遺伝子組換えトマトと穀物が水中を泳ぐと主張する動画の元ネタは、CG技術を駆使したチャンネルの制作したものです。

SNS上にアップされた動画は、遺伝子組み換えのトマトや穀物が水の中を泳いでいる様子を映しているのでしょうか?いいえ、そんなことはありません。TikTokで共有されている動画は、「CGIエフェクト」を使って動画を作成し、そうした動画は「娯楽専用」であるというYouTubeチャンネルから発信されています。動画には、映し出されたものが本物かどうか、どこから来たものなのかは一切書かれていません。ある園芸科学の教授は、この記事を書いている時点では、遺伝子操作されたトマトや小麦はアメリカに(少なくとも合法的には)存在しませんとLead Storiesに語っています。

2023年8月18日にTikTokに投稿された動画(アーカイブはこちら)に端を発するこの主張は、「オーガニックで自然な」製品と遺伝子組み換えによって作られた製品の違いを示すものだと主張するものでした。この投稿には次のようなテキストが添えられていました:

同胞よ!浄化の時だ

#duet with @RedPillDistributor #listenandlearn #think #iamthedonbreed ... | TikTok (archive.md)

本稿執筆時点では、投稿は次のように表示されていました:

( 出典:2024/06/26 水曜日 06:43:24 UTCに取得されたTikTokのスクリーンショット)

フロリダ大学の園芸科学教授であるKevin Folta氏(アーカイブはこちら)がLead Storiesに語って下さったところによりますと、この原稿を書いている時点では、アメリカでは「遺伝子操作されたトマトは市場に出回っていない」そうです。

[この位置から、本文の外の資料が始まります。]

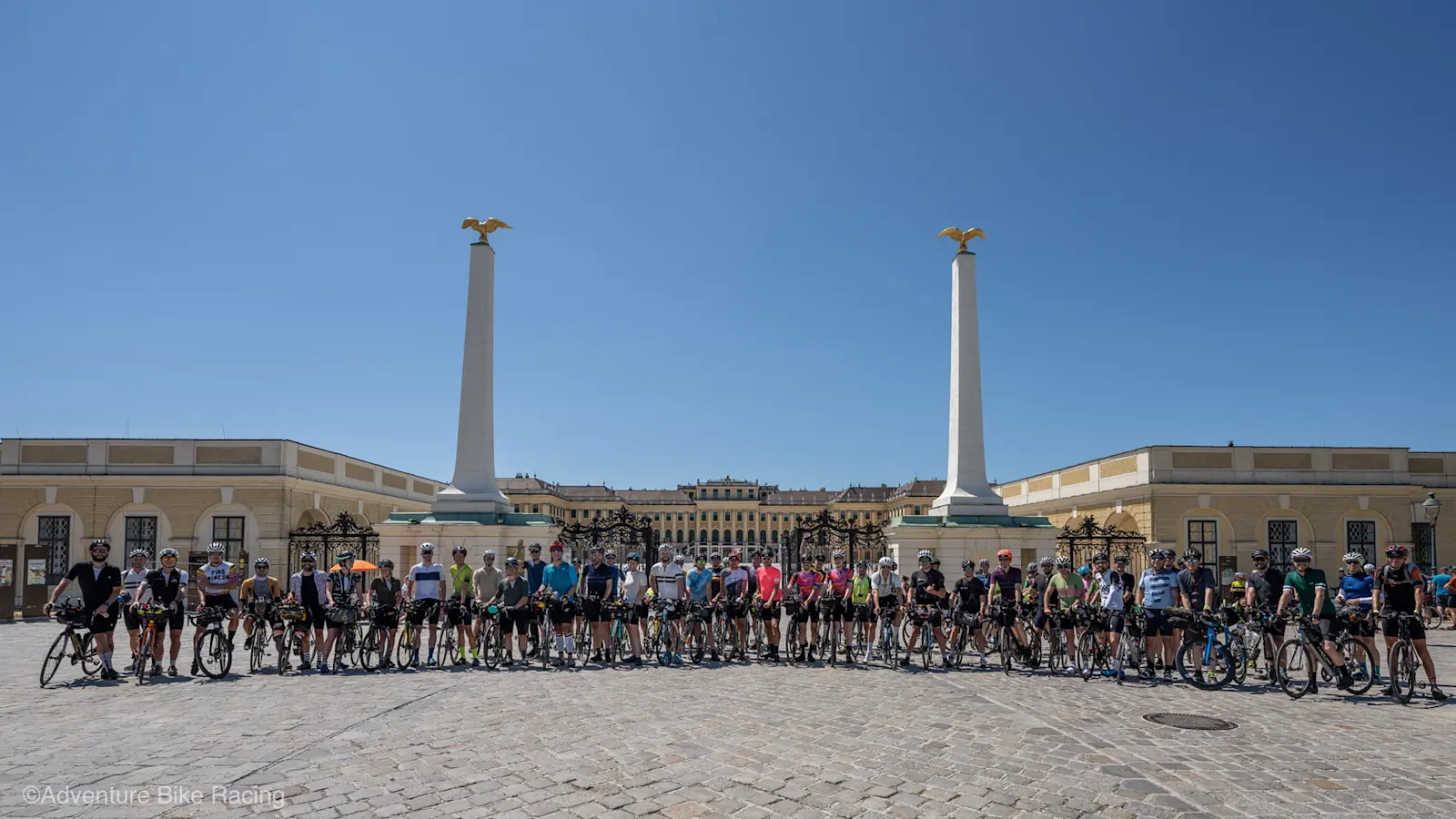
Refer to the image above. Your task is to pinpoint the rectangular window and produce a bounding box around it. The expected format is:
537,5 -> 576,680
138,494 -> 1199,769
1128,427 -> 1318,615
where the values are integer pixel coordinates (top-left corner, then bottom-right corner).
213,514 -> 243,561
1269,521 -> 1299,571
122,516 -> 157,561
1188,521 -> 1218,572
35,514 -> 71,584
1345,521 -> 1374,562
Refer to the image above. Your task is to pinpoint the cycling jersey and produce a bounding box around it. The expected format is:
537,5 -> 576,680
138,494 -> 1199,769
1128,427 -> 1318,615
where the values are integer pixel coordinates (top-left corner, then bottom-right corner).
450,564 -> 475,601
1284,569 -> 1335,616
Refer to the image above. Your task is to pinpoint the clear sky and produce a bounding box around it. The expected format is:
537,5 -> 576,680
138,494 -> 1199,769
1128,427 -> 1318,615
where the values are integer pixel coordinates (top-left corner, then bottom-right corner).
0,2 -> 1456,488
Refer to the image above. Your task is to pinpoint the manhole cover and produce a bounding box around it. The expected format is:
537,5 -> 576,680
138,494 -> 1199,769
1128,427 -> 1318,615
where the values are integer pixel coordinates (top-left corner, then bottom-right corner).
1143,713 -> 1239,732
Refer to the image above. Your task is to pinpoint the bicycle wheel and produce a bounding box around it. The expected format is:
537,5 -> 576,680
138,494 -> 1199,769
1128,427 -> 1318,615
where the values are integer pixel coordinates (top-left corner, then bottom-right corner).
197,630 -> 233,679
1276,640 -> 1315,700
1390,640 -> 1415,705
1177,640 -> 1233,691
1340,635 -> 1374,696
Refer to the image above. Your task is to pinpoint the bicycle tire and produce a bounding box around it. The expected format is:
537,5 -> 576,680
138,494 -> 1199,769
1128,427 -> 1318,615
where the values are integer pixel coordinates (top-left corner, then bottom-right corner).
1390,640 -> 1415,705
197,630 -> 233,679
1276,638 -> 1315,700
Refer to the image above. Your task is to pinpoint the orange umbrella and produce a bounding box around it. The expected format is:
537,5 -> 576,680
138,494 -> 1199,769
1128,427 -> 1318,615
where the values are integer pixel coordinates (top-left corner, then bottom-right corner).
329,558 -> 379,571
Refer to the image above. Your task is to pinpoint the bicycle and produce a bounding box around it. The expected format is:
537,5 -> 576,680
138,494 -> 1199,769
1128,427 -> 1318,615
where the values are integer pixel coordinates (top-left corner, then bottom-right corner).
1385,612 -> 1430,705
41,603 -> 100,688
187,606 -> 233,679
1175,612 -> 1235,691
136,603 -> 172,685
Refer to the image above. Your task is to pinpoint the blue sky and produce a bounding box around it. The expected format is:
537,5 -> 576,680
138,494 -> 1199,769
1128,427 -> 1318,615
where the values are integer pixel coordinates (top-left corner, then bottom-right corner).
0,2 -> 1456,487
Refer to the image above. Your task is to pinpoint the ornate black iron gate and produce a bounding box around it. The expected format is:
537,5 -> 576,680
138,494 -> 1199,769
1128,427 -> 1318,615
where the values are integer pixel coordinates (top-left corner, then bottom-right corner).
558,506 -> 657,556
287,511 -> 379,576
779,510 -> 885,572
1057,514 -> 1148,576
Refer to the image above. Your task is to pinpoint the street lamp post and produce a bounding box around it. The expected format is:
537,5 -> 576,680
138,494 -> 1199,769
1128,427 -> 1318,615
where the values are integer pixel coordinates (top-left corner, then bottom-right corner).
1421,492 -> 1441,574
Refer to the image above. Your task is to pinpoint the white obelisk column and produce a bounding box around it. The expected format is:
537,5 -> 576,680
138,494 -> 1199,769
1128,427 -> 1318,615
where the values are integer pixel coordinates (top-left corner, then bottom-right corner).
430,242 -> 511,513
930,250 -> 1006,516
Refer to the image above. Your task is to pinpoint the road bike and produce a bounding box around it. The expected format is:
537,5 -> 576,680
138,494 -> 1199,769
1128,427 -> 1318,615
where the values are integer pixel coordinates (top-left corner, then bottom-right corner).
187,606 -> 233,679
41,603 -> 100,688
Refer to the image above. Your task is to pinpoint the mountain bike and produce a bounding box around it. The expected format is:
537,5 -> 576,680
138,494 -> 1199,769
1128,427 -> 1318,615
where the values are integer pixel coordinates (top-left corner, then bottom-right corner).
187,606 -> 233,679
41,603 -> 100,688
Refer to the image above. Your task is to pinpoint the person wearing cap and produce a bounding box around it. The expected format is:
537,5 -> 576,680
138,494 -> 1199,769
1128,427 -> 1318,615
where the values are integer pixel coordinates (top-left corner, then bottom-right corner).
470,550 -> 505,657
46,540 -> 121,679
364,560 -> 403,671
405,543 -> 449,666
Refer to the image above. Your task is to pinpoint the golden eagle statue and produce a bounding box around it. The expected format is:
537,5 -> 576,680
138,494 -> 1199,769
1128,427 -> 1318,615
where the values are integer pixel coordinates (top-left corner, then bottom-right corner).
936,228 -> 986,254
460,216 -> 511,245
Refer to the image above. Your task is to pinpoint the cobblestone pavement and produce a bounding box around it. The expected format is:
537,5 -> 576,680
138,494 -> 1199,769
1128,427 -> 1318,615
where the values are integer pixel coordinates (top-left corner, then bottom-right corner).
0,623 -> 1456,819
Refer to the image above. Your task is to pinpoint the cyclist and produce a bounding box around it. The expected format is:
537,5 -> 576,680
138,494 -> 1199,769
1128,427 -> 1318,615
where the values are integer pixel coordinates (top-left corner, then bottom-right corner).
495,548 -> 539,666
754,550 -> 784,663
446,547 -> 480,666
541,543 -> 577,666
192,542 -> 242,650
951,560 -> 986,669
238,557 -> 284,667
1277,547 -> 1351,693
789,555 -> 823,663
1087,554 -> 1133,679
133,548 -> 187,676
1371,543 -> 1446,693
622,552 -> 648,666
405,543 -> 449,666
825,550 -> 854,657
581,547 -> 621,663
522,543 -> 546,594
840,560 -> 875,652
1335,552 -> 1380,682
1138,548 -> 1178,682
1041,557 -> 1087,673
364,558 -> 403,669
116,550 -> 150,673
284,552 -> 329,673
470,550 -> 505,655
648,545 -> 687,663
900,550 -> 951,667
318,552 -> 364,673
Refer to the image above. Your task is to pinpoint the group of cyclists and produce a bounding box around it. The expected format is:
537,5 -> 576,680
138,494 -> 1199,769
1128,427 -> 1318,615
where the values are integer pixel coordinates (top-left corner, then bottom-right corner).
46,541 -> 1446,700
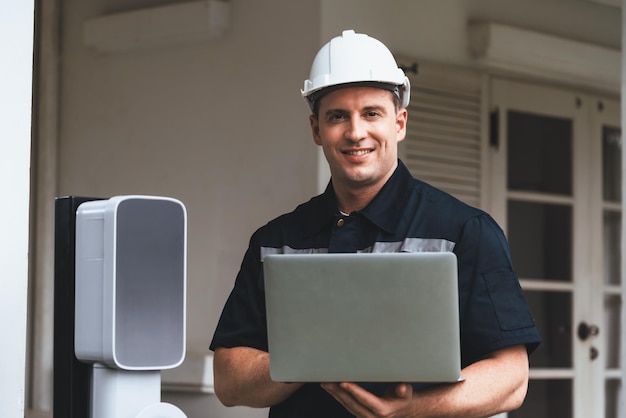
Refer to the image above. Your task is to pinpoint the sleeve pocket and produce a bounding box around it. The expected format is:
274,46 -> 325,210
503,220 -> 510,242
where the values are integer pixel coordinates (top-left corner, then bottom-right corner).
484,271 -> 535,331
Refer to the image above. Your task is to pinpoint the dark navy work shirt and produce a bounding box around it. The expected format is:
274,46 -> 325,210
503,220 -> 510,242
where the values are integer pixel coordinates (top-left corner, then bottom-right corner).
211,161 -> 540,417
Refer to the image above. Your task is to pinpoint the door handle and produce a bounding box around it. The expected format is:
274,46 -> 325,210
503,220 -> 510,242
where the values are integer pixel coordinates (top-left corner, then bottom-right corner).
578,321 -> 600,341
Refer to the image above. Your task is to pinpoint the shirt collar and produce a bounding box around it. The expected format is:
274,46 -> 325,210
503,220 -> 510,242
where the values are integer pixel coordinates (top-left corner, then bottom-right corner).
306,160 -> 413,235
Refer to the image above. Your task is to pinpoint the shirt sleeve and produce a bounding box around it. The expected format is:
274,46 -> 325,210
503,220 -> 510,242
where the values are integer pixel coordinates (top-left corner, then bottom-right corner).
454,213 -> 540,366
210,233 -> 267,351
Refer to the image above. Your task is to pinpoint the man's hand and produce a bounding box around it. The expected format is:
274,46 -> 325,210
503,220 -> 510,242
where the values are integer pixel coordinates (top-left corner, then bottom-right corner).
322,382 -> 413,418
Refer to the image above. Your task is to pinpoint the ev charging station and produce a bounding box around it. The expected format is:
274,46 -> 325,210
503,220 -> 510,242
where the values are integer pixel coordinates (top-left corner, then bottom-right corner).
74,196 -> 187,418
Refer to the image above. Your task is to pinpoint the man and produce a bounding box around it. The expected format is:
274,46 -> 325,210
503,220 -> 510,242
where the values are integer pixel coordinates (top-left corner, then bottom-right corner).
211,31 -> 539,417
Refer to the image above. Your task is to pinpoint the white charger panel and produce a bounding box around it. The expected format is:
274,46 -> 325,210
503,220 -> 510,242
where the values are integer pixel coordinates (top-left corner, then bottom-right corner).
74,196 -> 187,370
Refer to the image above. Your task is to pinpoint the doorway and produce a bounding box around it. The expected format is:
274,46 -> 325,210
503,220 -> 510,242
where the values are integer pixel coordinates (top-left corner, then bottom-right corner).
490,79 -> 624,418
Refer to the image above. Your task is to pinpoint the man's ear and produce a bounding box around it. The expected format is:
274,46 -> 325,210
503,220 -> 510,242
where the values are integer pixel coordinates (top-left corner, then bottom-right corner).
309,115 -> 322,145
396,109 -> 409,142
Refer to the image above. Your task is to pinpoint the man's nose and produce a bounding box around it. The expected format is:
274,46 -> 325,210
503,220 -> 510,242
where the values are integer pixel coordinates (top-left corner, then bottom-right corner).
346,118 -> 367,142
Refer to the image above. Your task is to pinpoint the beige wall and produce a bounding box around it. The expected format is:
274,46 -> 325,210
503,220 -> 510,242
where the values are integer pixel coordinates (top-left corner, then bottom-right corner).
35,0 -> 621,418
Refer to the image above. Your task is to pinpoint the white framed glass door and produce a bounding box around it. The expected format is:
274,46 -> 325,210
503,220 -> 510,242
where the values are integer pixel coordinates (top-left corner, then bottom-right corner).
489,80 -> 623,418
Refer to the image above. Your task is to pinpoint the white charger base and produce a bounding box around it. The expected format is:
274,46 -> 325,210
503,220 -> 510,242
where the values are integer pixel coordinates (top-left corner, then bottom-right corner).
91,363 -> 187,418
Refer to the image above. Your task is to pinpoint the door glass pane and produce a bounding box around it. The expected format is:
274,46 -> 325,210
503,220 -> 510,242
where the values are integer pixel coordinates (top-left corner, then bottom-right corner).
600,295 -> 622,368
507,111 -> 572,196
603,210 -> 622,285
508,380 -> 572,418
525,290 -> 572,368
602,126 -> 622,202
507,200 -> 572,282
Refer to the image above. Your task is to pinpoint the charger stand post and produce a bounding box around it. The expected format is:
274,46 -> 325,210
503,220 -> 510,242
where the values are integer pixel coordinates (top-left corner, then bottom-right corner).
74,196 -> 187,418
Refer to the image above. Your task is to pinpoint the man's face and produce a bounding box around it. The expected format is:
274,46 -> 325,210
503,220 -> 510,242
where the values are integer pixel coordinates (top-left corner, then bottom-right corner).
310,87 -> 407,194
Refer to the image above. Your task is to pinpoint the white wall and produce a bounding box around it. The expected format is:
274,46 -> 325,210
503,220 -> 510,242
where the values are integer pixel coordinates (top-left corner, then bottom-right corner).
35,0 -> 621,418
322,0 -> 621,65
0,0 -> 34,417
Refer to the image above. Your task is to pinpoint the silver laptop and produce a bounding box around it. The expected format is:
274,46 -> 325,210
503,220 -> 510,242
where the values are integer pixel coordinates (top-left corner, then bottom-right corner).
263,253 -> 462,382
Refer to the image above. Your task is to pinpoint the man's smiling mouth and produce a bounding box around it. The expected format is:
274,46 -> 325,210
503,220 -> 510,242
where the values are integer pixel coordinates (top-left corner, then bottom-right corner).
343,149 -> 372,156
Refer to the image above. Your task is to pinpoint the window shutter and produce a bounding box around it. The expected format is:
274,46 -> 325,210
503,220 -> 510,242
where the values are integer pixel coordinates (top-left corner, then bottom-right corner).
398,60 -> 483,206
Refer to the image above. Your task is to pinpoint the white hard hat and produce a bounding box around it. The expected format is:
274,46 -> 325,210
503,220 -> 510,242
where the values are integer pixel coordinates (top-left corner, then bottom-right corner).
301,30 -> 411,110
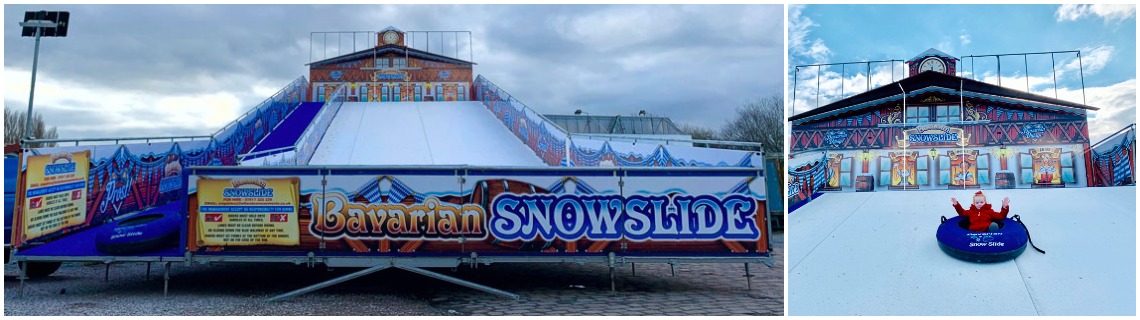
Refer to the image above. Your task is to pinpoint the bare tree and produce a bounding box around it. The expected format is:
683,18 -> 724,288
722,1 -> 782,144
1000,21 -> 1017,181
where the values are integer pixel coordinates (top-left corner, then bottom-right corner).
720,96 -> 784,154
677,123 -> 719,140
3,107 -> 59,148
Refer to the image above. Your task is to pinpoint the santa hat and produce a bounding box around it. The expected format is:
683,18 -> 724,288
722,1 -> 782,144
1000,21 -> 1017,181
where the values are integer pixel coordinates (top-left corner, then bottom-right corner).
974,191 -> 986,199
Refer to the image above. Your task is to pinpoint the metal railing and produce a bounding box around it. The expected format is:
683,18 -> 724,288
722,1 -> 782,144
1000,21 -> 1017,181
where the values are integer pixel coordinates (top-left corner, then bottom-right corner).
286,84 -> 348,164
211,75 -> 309,138
570,133 -> 764,150
22,136 -> 213,146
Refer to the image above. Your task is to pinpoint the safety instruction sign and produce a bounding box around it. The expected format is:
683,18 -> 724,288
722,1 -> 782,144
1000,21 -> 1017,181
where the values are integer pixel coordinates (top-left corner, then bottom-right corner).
23,151 -> 91,241
196,178 -> 300,246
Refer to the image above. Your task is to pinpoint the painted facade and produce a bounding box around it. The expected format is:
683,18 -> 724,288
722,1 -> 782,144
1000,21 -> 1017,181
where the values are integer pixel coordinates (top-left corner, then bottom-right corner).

同様に、アルゼンチンで栽培されている一部の小麦(アーカイブはこちら)を除いて、遺伝子操作された小麦は存在しないとのことです。

この「魚の遺伝子」という主張は、「北極ヒラメの遺伝子を使ってトマトやイチゴの凍結を止めようとした実験に由来する古い言い伝え」です、とFolta氏は2024年6月27日に受領したEメールに書いてくれいます。

「それは上手くいきませんでした」と彼は言い、その製品が「商品化に近づくことはなかった」と付け加えています。

Lead Storiesは、TikTokの投稿で共有された映像がYouTubeチャンネルのViral Video Labから引用されたものであることを逆画像検索⇦リンクが切れています)(アーカイブはこちら)で突き止めています。このチャンネルの「概要」セクション(アーカイブはこちら)には、「現実にはありえないような動画を紹介しています」と書かれており、中には「コンピューターグラフィックス(CGI)効果」を使って作成されたものも含まれています。これらの動画は「娯楽専用」であると、このチャンネルは述べています。説明文は次のように続きます:

加えて、このチャンネルで紹介される動画にはCGI効果が含まれている場合があり、そのため、動画の内容が現実と一致しない場合があります。このチャンネルにはエフェクトを使用していない動画もあります。

ViralVideoLab - YouTube

どちらの動画にも編集の痕跡が見られます。例えば、泳いでいるはずのトマトと小麦が水の中を移動する際、波紋が周囲を取り囲んでいません。

TikTokの動画の上部には、2023年7月16日に投稿された「GMO遺伝子組み換え小麦は水に触れると泳ぐ!」と題された動画からのクリップが含まれていました(アーカイブはこちら)。動画のキャプションには次のように書かれていました:

今週末、我々は実に不思議な現象を発見した。遺伝子組み換えの小麦の穂を水につけると泳ぎ始める。この小麦の穂は、遺伝子組み換え穀物が栽培されている小麦畑から収穫されたばかりのものである。

Watch GMO Tomato Swim in Saltwater - The Fish Gene Effect Exposed! - YouTube

TikTokの動画の下部には、「遺伝子組み換えトマトが『魚の遺伝子効果』によって塩水の中で泳ぐ様子を映した」というタイトルの動画のクリップが含まれています。動画に添えられた見出しには次のように書かれています:

スーパーで売られている遺伝子組み換えトマトの一部を海水に入れるとどうなるか見てみよう!だから私はもうスーパーのトマトは食べない!

Watch GMO Tomato Swim in Saltwater - The Fish Gene Effect Exposed! - YouTube

Lead Storiesは、YouTubeチャンネルに関連する商品を販売しているViral Video Labのウェブサイト(アーカイブはこちら)を通じて問い合わせを行ないました。返答があれば、このファクト・チェックは更新される予定です。

2024年6月27日に届いた電子メールで、米国FDAはLead Storiesに対し、遺伝子組み換え食品に関するより詳しい情報について、この情報ページ(アーカイブはこちら)を紹介してくれました。

これが書かれた時点で、Full Factも同じ主張を検証していました。